The Sustain-7 data appears to prove that point. Semaglutide cut the standard measure of blood sugar levels, HbA1C by 1.5% at a lower dose, compared with Trulicity’s 1.1%; the higher doses compared at 1.8% and 1.4% respectively. The trial tested both drugs alongside metformin.
On weight loss, the difference was even bigger. People treated with the lower semaglutide dose lost a median 4.6 kg, while those on the higher dose lost 6.5 kg at the median. Patients on Trulicity, on the other hand, lost 2.3 kg at the lower dose and 3.0 kg on the higher dose.

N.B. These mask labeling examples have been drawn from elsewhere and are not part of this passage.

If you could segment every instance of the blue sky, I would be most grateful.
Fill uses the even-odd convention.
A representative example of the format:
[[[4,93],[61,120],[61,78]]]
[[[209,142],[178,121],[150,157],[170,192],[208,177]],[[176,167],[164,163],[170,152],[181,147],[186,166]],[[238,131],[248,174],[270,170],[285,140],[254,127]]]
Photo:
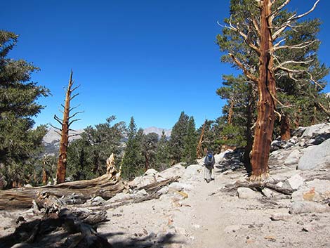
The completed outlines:
[[[301,12],[313,3],[292,0],[290,6]],[[321,0],[310,15],[323,21],[319,58],[328,66],[329,9],[330,1]],[[198,127],[221,115],[224,102],[216,91],[221,75],[235,72],[220,62],[215,40],[229,1],[6,0],[1,10],[0,28],[20,34],[10,56],[39,67],[32,79],[52,93],[39,99],[46,107],[37,124],[55,124],[53,115],[61,115],[71,69],[81,85],[72,104],[84,111],[74,129],[110,115],[127,123],[134,116],[138,127],[171,129],[181,111]]]

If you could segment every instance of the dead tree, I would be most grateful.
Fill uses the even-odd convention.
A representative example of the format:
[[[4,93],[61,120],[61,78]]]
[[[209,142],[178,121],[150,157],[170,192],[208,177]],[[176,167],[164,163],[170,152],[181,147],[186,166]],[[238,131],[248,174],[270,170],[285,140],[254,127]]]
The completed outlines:
[[[229,26],[224,26],[240,36],[247,47],[253,51],[258,58],[258,72],[249,66],[248,62],[235,52],[230,51],[229,56],[233,63],[239,67],[245,76],[258,85],[258,118],[255,124],[254,141],[251,152],[251,181],[263,181],[268,177],[268,159],[270,142],[274,129],[277,105],[281,103],[276,96],[275,73],[284,73],[295,81],[296,75],[305,74],[309,81],[319,85],[308,70],[291,69],[294,65],[309,65],[312,60],[286,60],[285,58],[276,56],[277,51],[282,49],[303,49],[315,42],[303,41],[298,44],[285,44],[283,37],[286,30],[294,30],[295,22],[314,11],[319,0],[316,0],[313,6],[307,12],[298,15],[293,13],[282,22],[273,22],[291,0],[256,0],[259,11],[251,11],[244,22],[237,20],[228,20]],[[275,7],[275,4],[277,4]]]
[[[201,158],[204,156],[203,148],[202,148],[202,144],[203,143],[204,134],[205,133],[205,126],[206,126],[207,119],[205,120],[203,127],[202,128],[201,136],[199,136],[199,140],[198,141],[197,148],[196,149],[196,155],[197,158]]]
[[[58,129],[52,126],[58,130],[58,133],[60,135],[60,154],[58,155],[58,168],[56,171],[57,183],[62,183],[65,181],[65,174],[67,169],[67,146],[69,145],[69,138],[70,136],[74,136],[69,135],[69,131],[71,131],[70,127],[72,123],[80,120],[80,119],[72,118],[74,117],[77,115],[81,113],[81,112],[77,112],[70,116],[70,112],[72,110],[77,107],[70,107],[71,101],[73,100],[73,98],[79,95],[79,93],[72,95],[72,93],[79,86],[79,85],[74,88],[72,88],[74,83],[74,81],[72,80],[72,74],[73,72],[71,70],[69,84],[67,86],[65,93],[65,105],[61,105],[61,106],[63,107],[63,119],[60,119],[56,116],[56,115],[54,115],[54,119],[60,124],[61,128]]]

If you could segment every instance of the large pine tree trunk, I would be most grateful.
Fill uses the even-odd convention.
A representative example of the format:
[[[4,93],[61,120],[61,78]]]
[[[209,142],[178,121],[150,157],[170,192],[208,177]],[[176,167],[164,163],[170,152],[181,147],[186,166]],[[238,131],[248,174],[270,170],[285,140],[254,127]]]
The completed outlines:
[[[253,89],[252,89],[252,86],[249,85],[249,104],[246,107],[246,131],[245,133],[245,138],[246,139],[246,145],[245,146],[244,149],[244,164],[245,168],[248,173],[251,173],[252,171],[252,168],[251,165],[251,159],[250,159],[250,153],[252,150],[252,146],[253,144],[253,137],[252,136],[252,122],[253,121],[253,109],[254,109],[254,100],[255,97],[253,92]]]
[[[62,122],[61,138],[60,141],[60,155],[58,156],[58,169],[56,171],[56,183],[62,183],[65,181],[67,170],[67,152],[69,143],[69,115],[71,100],[71,87],[72,86],[72,71],[70,74],[69,85],[65,94],[65,103],[63,110],[63,119]]]
[[[274,129],[275,80],[273,73],[272,41],[270,0],[261,1],[259,80],[258,82],[258,119],[252,148],[251,181],[263,181],[268,177],[268,159]]]

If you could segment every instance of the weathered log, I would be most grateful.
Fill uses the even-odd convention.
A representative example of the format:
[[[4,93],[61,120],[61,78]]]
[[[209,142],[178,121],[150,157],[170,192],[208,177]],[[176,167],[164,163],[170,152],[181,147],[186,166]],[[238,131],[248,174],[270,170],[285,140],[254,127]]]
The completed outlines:
[[[40,207],[44,201],[48,200],[50,196],[56,198],[74,198],[74,200],[71,202],[73,204],[84,203],[95,196],[108,200],[125,189],[125,185],[119,181],[120,170],[118,171],[116,169],[114,159],[114,155],[111,155],[107,161],[106,174],[91,180],[0,190],[0,210],[29,208],[33,206],[33,201]],[[67,201],[65,203],[70,202]]]
[[[160,182],[155,182],[147,185],[145,186],[138,188],[137,190],[145,190],[147,194],[145,195],[138,195],[138,194],[128,194],[127,197],[124,197],[124,199],[119,199],[114,201],[110,200],[110,202],[108,202],[105,206],[98,207],[96,208],[94,208],[94,209],[115,209],[119,207],[127,205],[132,203],[138,203],[144,201],[147,201],[152,199],[157,199],[161,195],[160,194],[157,194],[158,190],[173,182],[177,181],[179,178],[180,176],[174,176]]]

Those numbers obviously give semaglutide a leap on Trulicity specifically. As for the cardio-risk data, that trial pitted semaglutide against placebo. In the Sustain-6 study, presented last September, the drug cut the risk of cardiovascular problems by 26%. Semaglutide cut stroke risks by 39% and heart attack by 26%, though the latter was statistically nonsignificant. The follow-up trial—a much larger one—should shed more light on those benefits, R&D chief Mads Krogsgaard Thomsen said at the time.
Meanwhile, doctors are getting the message that diabetes drugs that cut cardio risks are a better choice. “Physicians are increasingly understanding that what people with diabetes die from is not diabetes, but cardiovascular disease ... so products with a CV profile we believe will have a preferential position,”. “When physicians have a choice, they will choose the CV product.”
Payer-wise, Jorgensen said the cardiovascular benefit isn’t necessarily a pricing support. “I have the sense that payers are interested in having that CV benefit,” he said. “I don’t see a price premium, let’s say, but it’s something that makes a meaningful difference.”